Sociedade
Ana Rita, o espírito de missão e o medo de levar o vírus para casa
Enfermeiros, médicos, bombeiros, farmacêuticos, polícias, mas também caixas de supermercado, agricultores ou motoristas. As profissões de maior risco que continuam ao serviço nos locais de trabalho
Para além dos médicos, que estão na primeira linha do combate ao novo coronavírus, outros profissionais mantêm actividade no actual contexto de pandemia e enfrentam riscos acrescidos. A quarentena não é opção para os trabalhadores de funções essenciais no funcionamento do Estado e dos principais serviços públicos (polícias, bombeiros, enfermeiros, entre outros) ou sectores indispensáveis da economia (por exemplo, farmacêuticos, motoristas, caixas de supermercado, agricultores). Contactam com o público, frequentam ambientes mais expostos, mas mantêm o espírito de missão e procuram proteger os familiares com cuidados redobrados.
“O que já falámos cá em casa, porque temos um duplex, é eu ficar na parte de cima, que tem casa de banho e quarto, e o meu marido e os meus filhos continuarem a viver na parte de baixo”, diz Ana Rita Lopes, enfermeira de Leiria a trabalhar na pediatria do Centro Hospitalar do Médio Tejo, em Torres Novas. É o “plano de contingência” doméstico, se surgir algum caso de Covid-19 na unidade de saúde.
O caminho para Torres Novas é agora percorrido noutro estado de espírito. “Temos de ir para ajudar quem precisa, por outro lado [vamos] com medo do que trazemos para casa”, explica ao JORNAL DE LEIRIA. “Há sempre medo, porque todos temos filhos”.

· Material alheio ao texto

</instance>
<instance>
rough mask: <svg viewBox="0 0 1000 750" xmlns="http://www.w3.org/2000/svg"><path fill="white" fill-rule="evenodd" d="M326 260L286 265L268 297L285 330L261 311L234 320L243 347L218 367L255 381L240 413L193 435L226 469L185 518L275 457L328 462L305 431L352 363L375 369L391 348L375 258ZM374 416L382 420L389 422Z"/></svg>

Máscaras e batas descartáveis são actualmente equipamento obrigatório em todos os momentos no hospital e as rotinas de higienização, que já existiam, foram reforçadas, também com a preocupação de diminuir o potencial de contágio fora do trabalho. “Antes tomava banho em casa, agora não saio do serviço sem tomar banho”.
Em tempos de quarentena, voluntária ou obrigatória, os portugueses confiam no sector agrícola para continuar a encher a despensa e o frigorífico. E os agricultores do distrito de Leiria fornecem boa parte dos frescos que se consomem na região. Ivo Pedrosa quer manter a actividade no campo, para ajudar a garantir a produção alimentar de que o País necessita. As novas colheitas estão a começar: “Já estamos a preparar as terras”.
No terreno, os riscos de contágio são aparentemente reduzidos – “somos nós e a nossa horta, em termos de produção não mudou muita coisa” – e no escoamento dos hortícolas através das redes de produtores a que está associado, Ivo Pedrosa adianta que há menos contacto e pessoas envolvidas na preparação dos cabazes e noutras tarefas. “Com muito cuidado, com todas as limitações que são impostas pela DGS [Direcção Geral de Saúde). Não temos teletrabalho, mas temos muitas regras que não podemos ignorar”.
As encomendas – entregas ao domicílio ou em pontos fixos na cidade de Leiria – continuam a chegar, à procura de produtos frescos que “vão da terra directamente para o consumidor, não passam por intermediários”. Ou seja, “mais seguros”.
Na secção da Freixianda dos Bombeiros Voluntários de Ourém, a coordenação está entregue a José Brito, que por estes dias se divide entre o voluntariado e o trabalho numa empresa de climatização. Com “espírito de missão” e com regras apertadas para manter o coronavírus à distância.
“Todos os minutos estamos a mudar procedimentos” e “a própria abordagem às pessoas que necessitam de cuidados”, afirma. E em casa também há mudanças. “Tiro a roupa na garagem, fica logo para lavar, entro e vou tomar banho”.
As chamadas do Centro de Orientação de Doentes Urgentes (CODU) passam a incluir informação para os bombeiros destacados na ocorrência sobre casos suspeitos de Covid-19.
“Da parte do INEM e dos nossos superiores vamos recebendo actualizações [sobre a pandemia e boas práticas] várias vezes ao dia”, refere José Brito. Nas mensagens que transmite aos subordinados, também prefere pecar por excesso do que por defeito. O lema é claro: “Protejam- se a vocês e estão a proteger os vossos”.